Primeiramente, sobre a questão da inclusão de gênero no financiamento público, vemos que a Declaração Política reafirma os compromissos dos Estados Membros com a igualdade de gênero e o empoderamento de todas as mulheres e meninas, encontrados no Parágrafo 11 do texto, e, além disso, compromete-se a integrar uma perspectiva de gênero e a promover soluções sensíveis ao gênero em toda a agenda de financiamento para o desenvolvimento. O parágrafo 27(g) também se compromete a promover orçamentos sensíveis ao gênero e a avançar a discussão sobre tributação sensível ao gênero, aprimorando o monitoramento e a avaliação de orçamentos com uma perspectiva de gênero para identificar preconceitos de gênero nos sistemas tributários. 

Em segundo lugar, o texto se compromete a aumentar o investimento na economia do cuidado e a reconhecer, valorizar e redistribuir de forma equitativa a parcela desproporcional de cuidados não remunerados e trabalho doméstico realizado pelas mulheres. No entanto, embora essa menção indique um passo positivo na abordagem das cargas de cuidados de gênero, a referência em si não atende aos padrões mais progressistas da Organização Internacional do Trabalho. Especificamente, o Parágrafo 11 pede aos Estados Membros que “reconheçam, valorizem e redistribuam de forma equitativa”, enquanto a OIT pede que “reconheçam, reduzam, redistribuam, recompensem e representem” o trabalho doméstico e de cuidados não remunerados; isso mostra uma oportunidade perdida pelos Estados Membros de avançar as estruturas normativas e os compromissos com a economia do cuidado no texto. 

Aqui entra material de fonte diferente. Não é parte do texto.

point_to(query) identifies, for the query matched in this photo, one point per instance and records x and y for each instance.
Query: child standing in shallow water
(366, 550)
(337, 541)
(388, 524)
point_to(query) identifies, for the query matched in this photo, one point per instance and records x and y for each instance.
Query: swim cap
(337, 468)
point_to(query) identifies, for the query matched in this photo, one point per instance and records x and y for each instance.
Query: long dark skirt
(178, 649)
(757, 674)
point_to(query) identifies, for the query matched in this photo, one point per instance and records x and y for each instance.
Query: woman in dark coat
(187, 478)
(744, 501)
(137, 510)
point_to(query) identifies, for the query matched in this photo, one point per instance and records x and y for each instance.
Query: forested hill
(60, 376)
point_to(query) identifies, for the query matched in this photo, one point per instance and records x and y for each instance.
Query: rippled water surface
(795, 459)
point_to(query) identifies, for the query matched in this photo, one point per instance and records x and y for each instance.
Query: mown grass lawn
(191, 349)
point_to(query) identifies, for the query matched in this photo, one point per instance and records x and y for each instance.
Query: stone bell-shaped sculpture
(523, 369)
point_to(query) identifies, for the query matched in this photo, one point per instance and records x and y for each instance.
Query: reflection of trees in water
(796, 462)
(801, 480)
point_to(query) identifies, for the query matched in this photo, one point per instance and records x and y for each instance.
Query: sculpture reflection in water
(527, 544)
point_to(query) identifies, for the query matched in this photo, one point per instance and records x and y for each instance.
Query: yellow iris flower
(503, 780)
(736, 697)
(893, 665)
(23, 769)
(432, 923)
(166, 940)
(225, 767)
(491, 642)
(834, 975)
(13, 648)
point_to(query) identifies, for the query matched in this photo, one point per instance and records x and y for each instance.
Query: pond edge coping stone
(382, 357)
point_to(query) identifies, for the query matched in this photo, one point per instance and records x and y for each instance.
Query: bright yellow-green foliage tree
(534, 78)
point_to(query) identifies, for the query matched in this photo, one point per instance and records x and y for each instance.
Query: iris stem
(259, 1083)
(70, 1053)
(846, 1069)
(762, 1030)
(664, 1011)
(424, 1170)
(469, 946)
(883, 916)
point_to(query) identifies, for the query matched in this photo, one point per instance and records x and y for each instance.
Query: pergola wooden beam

Em questões relacionadas à saúde, no parágrafo 19, os Estados Membros reafirmam seus compromissos de aumentar os investimentos na cobertura universal de saúde e em sistemas de saúde inclusivos, equitativos, acessíveis, de qualidade e resilientes. Reconhecemos que isso é uma melhoria em relação à declaração política anterior - a Agenda de Ação de Adis Abeba 2015 - que não possui um parágrafo autônomo sobre cobertura universal de saúde. Entretanto, embora esse seja um passo positivo, não há absolutamente nenhuma menção à saúde e aos direitos sexuais e reprodutivos no texto. Essa é uma grande lacuna na Declaração Política, considerando as fortes interligações entre SRHR e justiça econômica. 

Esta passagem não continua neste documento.